Question

A solid ball of radius R has a charge density $\rho $given by \[\rho = {\rho _0}\left( {1 - {\text{ }}r/R} \right)\] for \[0{\text{ }} < {\text{ }}r < R\]. The electric field outside the ball is:
A. $\dfrac{{{\rho _0}{R^3}}}{{{\varepsilon _0}{r^2}}}$
B. $\dfrac{{{\rho _0}{R^3}}}{{12{\varepsilon _0}{r^2}}}$
C. $\dfrac{{4{\rho _0}{R^3}}}{{3{\varepsilon _0}{r^2}}}$
 D. $\dfrac{{3{\rho _0}{R^3}}}{{4{\varepsilon _0}{r^2}}}$

Answer 1

Hint: Using the formula for charge density outside the charged sphere, we will establish a relation. Then to find the charge distribution in the sphere, we will integrate it over the given limits and determine it. Finally, upon substitution of this value of charge in the relation we established earlier, we will be able to determine the electric field outside the ball.

Formula used:
Electric field outside the ball: ${E_{out}} = \dfrac{1}{{4\pi {\varepsilon _0}}}\dfrac{q}{{{r^2}}}$
Where $r$ is the distance from the center of the ball to outside and is expressed in meter $(m)$, ${\varepsilon _0}$ is the permittivity of air and has an approximate value of \[1\] in vacuum, $q$ is the charge on the sphere and is expressed in Coulombs $(C)$ and ${E_{out}}$ is the electric field outside the ball and is expressed in Newton per Coulomb $(N/C)$.
Charge density: $q = \smallint \rho dv$
Where $q$ is the charge on the sphere and is expressed in Coulombs $(C)$ and $dv$ is the change in volume of the sphere and is expressed in meter cube $({m^3})$.

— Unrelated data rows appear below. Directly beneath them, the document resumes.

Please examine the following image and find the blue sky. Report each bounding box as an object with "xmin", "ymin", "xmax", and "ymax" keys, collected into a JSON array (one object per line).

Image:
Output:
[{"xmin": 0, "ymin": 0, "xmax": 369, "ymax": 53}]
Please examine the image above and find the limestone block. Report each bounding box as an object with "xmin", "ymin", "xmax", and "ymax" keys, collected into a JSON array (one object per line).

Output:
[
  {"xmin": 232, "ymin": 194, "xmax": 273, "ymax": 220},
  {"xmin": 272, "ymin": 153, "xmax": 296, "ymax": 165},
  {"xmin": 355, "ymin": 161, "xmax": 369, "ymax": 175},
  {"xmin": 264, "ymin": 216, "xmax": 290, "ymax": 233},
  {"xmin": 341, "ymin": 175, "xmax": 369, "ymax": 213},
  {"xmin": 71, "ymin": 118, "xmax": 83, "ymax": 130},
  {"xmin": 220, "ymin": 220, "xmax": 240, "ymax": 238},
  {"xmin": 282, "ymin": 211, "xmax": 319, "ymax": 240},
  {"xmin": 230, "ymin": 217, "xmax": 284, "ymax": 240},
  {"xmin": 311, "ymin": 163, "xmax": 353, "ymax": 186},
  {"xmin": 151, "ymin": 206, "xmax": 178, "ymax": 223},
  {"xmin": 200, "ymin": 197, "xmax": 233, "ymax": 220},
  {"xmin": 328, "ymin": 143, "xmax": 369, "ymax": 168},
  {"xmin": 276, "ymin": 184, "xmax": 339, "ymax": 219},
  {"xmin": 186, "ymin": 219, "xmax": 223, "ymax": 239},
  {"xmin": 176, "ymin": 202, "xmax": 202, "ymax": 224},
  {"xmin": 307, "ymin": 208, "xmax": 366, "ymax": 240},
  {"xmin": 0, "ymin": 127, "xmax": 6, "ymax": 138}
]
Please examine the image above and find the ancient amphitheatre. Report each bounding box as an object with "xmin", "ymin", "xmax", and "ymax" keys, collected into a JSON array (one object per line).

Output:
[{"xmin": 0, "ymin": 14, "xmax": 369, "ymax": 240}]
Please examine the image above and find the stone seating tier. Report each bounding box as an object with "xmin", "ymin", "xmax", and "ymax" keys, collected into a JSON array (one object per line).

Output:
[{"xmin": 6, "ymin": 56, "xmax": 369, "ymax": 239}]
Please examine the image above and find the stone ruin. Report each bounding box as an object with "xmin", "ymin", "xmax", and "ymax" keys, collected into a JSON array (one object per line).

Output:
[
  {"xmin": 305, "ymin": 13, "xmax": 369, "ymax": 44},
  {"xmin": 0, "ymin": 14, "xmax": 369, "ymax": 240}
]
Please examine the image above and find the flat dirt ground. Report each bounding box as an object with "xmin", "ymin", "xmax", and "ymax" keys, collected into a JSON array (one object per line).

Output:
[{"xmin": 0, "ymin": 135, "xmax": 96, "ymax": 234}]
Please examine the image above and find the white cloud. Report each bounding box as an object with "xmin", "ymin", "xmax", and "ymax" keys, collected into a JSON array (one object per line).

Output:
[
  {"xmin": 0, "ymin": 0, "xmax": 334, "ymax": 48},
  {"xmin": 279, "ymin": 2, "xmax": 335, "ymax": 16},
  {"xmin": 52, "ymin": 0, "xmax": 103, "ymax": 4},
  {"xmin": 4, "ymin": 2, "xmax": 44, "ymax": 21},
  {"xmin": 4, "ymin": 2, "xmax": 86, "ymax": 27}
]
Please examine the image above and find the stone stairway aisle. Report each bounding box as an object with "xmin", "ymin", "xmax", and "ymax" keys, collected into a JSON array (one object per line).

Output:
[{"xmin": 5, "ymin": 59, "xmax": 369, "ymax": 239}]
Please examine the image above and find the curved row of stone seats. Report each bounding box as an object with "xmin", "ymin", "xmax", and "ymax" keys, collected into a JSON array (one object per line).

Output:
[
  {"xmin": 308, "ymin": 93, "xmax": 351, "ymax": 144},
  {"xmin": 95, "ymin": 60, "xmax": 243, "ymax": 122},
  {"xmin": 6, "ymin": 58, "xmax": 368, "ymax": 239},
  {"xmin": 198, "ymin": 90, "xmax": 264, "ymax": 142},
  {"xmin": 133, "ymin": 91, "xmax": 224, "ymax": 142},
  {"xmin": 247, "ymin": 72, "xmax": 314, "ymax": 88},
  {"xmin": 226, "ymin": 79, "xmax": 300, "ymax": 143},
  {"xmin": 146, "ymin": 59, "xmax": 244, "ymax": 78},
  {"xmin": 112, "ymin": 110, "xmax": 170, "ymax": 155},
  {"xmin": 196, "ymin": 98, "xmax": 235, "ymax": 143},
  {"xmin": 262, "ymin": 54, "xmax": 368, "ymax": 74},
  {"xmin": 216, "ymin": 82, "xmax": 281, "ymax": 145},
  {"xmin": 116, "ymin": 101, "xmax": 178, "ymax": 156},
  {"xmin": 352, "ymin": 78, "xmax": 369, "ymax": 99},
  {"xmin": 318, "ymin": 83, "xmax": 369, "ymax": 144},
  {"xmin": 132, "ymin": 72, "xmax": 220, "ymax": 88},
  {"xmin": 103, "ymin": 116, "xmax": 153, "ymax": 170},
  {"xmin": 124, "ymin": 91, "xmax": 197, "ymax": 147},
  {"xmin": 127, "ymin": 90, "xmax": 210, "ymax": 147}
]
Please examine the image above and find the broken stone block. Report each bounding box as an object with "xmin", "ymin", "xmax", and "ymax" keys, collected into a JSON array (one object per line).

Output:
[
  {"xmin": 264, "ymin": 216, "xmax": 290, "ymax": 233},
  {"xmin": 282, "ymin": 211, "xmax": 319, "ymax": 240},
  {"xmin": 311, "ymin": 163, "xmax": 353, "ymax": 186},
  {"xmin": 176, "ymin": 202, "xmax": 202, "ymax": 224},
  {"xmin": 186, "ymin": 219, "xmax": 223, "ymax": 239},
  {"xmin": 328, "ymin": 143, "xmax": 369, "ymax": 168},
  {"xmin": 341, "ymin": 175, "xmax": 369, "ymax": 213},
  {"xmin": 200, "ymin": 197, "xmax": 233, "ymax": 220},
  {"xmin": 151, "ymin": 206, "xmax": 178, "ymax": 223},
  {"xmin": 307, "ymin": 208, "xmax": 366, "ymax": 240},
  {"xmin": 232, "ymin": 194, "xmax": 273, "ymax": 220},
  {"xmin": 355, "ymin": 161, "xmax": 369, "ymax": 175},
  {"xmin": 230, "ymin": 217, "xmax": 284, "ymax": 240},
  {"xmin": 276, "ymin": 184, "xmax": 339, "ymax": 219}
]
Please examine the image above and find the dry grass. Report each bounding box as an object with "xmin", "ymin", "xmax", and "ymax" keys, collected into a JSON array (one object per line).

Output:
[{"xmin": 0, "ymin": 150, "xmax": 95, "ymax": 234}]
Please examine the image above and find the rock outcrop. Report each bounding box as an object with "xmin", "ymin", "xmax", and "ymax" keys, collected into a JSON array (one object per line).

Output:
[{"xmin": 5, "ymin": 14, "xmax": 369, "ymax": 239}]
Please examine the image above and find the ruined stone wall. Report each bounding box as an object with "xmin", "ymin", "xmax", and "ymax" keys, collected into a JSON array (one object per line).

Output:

Complete step by step answer:

It is given that the charge density of the sphere is \[\rho = {\rho _0}\left( {1 - {\text{ }}r/R} \right)\] over a distance range of \[0{\text{ }} < {\text{ }}r < R\].
Assuming the sphere is in vacuum, the charge density of it from the surface to the periphery is
\[q = \smallint \rho dv{ = _0}{\smallint ^R}{\rho _0}\left( {1 - {\text{ }}r/R} \right)dv\]
But, $dv = 4\pi {r^2}dv$ where $dv$ is the rate of change of radius $r$.
Substituting this we get,
$q{ = _0}{\smallint ^R}{\rho _0}\left( {1 - \dfrac{r}{R}} \right)4\pi {r^2}dv$
Upon further simplification and substitution of limit we get,
$q = \dfrac{{\pi {\rho _0}{R^3}}}{3}$
We know that the intensity of electric field outside a charged sphere is given by the equation ${E_{out}} = \dfrac{1}{{4\pi {\varepsilon _0}}}\dfrac{q}{{{r^2}}}$
Upon substitution of the value of charge calculated for the given sphere we get,
${E_{out}} = \dfrac{1}{{4\pi {\varepsilon _0}}}\dfrac{q}{{{r^2}}} = \dfrac{1}{{4\pi {\varepsilon _0}}}\dfrac{1}{{{r^2}}} \times \dfrac{{\pi {\rho _0}{R^3}}}{3}$
Simplifying we establish the following relation,
$
  {E_{out}} = \dfrac{1}{{4\pi {\varepsilon _0}}}\dfrac{1}{{{r^2}}} \times \dfrac{{\pi {\rho _0}{R^3}}}{3} \\
   \Rightarrow {E_{out}} = \dfrac{{{\rho _0}{R^3}}}{{12{\varepsilon _0}{r^2}}} \\
 $

So, the correct answer is “Option B”.

Note:
The value of the range of charge distribution is from the center of the sphere to the periphery.
The range denotes that the charge density can be calculated for any point between the center to the edges.